My Year in Books: Goodreads Data Analysis in R

In 2020, I set a goal of reading 30 books. Aided by a last minute charge, I managed to hit this number. I finished my 30th book on December 31st.

As I was finishing up my year of reading, I started thinking about some of the statistics of my year in books:

  • On average, how many pages did I read per day?
  • Did I have any slumps during the year? If so, could the slumps be explained?
  • What would be a reasonable reading goal for 2021?

I tracked all of my books using Goodreads, so I started poking around on the Goodreads website to see if I could access my library.

I used the tidyverse, lubridate, and scales packages in this analysis. You can find the code for this post on my GitHub.

Getting the Data

Getting Goodreads data isn’t too difficult. They have a great export tool, and if you follow this link, you can export your library. If you have a lot of books in your library the export can take a long time. The data export comes with 31 columns.

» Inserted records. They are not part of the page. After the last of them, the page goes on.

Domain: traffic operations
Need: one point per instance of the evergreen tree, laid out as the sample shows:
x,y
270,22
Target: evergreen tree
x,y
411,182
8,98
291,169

For this analysis, the columns I’m interested in are Date Read, My Rating (what I rated the book, 0-5 stars), Average Rating, Number of Pages, and Original Publication Year. I added my data to a GitHub repository.

One thing that’s missing from the Goodreads data export is the description of the book. I wrote a python script that uses BeautifulSoup to scrape Goodreads for this information. I don’t use it in this post, but I could see using it in a different post down the road.

The data from Goodreads is mostly good to go, but there are a few tweaks to make before getting started.

gh_link1 <- "https://github.com/bgstieber/files_for_blog/raw/master/"
gh_link2 <- "goodreads-data-analysis/goodreads_library_export.csv"

goodreads_data <- read_csv(paste0(gh_link1, gh_link2)) %>%
  # fix issue with data export for a book
  mutate(`Number of Pages` = ifelse(grepl("Be a Player", Title),
                                    256, `Number of Pages`))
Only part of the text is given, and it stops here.